On peut citer entre autres Q.U.B.E, Vicinity : Warp Reality, (je prends ceux qui me viennent en tête) ou encore Quantum Conundrum, que nous mettrons un peu de côté car Kim Swift, la maman du concept de Portal, a travaillé dessus.

Je ne m’attarderai pas sur les jeux qui s'en inspirent en reprenant par exemple le contexte expérimental ou la présence d'une IA maléfique mais là encore il y a du monde au portillon.

Outre la quête d'un succès similaire, pourquoi autant de clones se sont-ils créent au point que le portal-like a fini par devenir un genre ?

La pauvreté du travail esthétique à réaliser tout d'abord. En l'absence de décor fouillé, la recherche se situe surtout en termes de design d'objet et d'ambiance visuelle.
Pour le scénario, continuer de suivre la recette. Piégé seul dans des salles de test, accompagné à distance par des personnages loufoques, drôles et inquiétants, plein de mystères et peu de réponses.

Pour finir, il nous faut un gameplay. Pour cela, considérez vos trois dimensions spatiales, la dimension temporelle et la gravité. Il vous suffit à présent de trouver un moyen de jouer avec tout ça en rendant ça fun. Plus l'idée est primaire, plus il y aura d'émergence de gameplay.

J'en sais quelque chose car j'ai moi même créer un jeu du genre pour un concours de jeu vidéo amateur. Vizcacha, un jeu de plateforme/réflexion 2D dans lequel vous dirigez un lapin qui peut faire pivoter à 90° la structure du niveau. Le lien de téléchargement pour les curieux : http://www.freneticexperience.com/fr/vizcacha.html.

Je ne pense pas que ce soit une mauvaise chose de voir le genre s'étendre car ce sont des expériences vidéoludiques intelligentes qui rendent honneur au potentiel du jeu vidéo mais je trouve cela tout simplement triste en matière d'originalité...
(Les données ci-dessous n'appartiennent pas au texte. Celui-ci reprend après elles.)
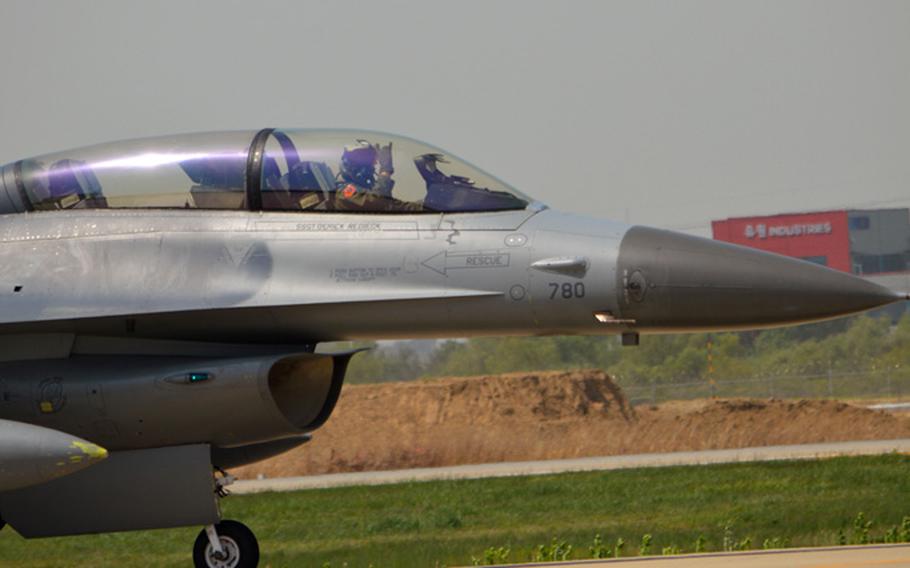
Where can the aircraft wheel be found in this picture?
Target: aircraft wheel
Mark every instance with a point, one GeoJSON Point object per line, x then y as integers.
{"type": "Point", "coordinates": [239, 545]}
Ce qu'on peut retenir, c'est que si un jeu donne son nom à un nouveau genre, c'est qu'il existe une recette tout faite pour en créer un clone. (GTA-like, Doom-like, Wow-like, Minecraft-like...)
À croire que l'originalité amène le stéréotypage...

Conclusion


Portal 2 est pour moi le jeu le mieux écrit de tous les temps : game design, level design, scénario, dialogue... Chaque détail semble avoir été travaillé pour être parfait et marquer le joueur dans le plus profond de ses entrailles. Les répliques font mouche, les niveaux sont ingénieux et l'expérience globale enivrante.

C'est un jeu de game designer, plein de bonne volonté, respectant son public et qui est conçu à la fois pour être un divertissement de pointe mais aussi une expérience marquante qui fait honneur au potentiel du jeu vidéo.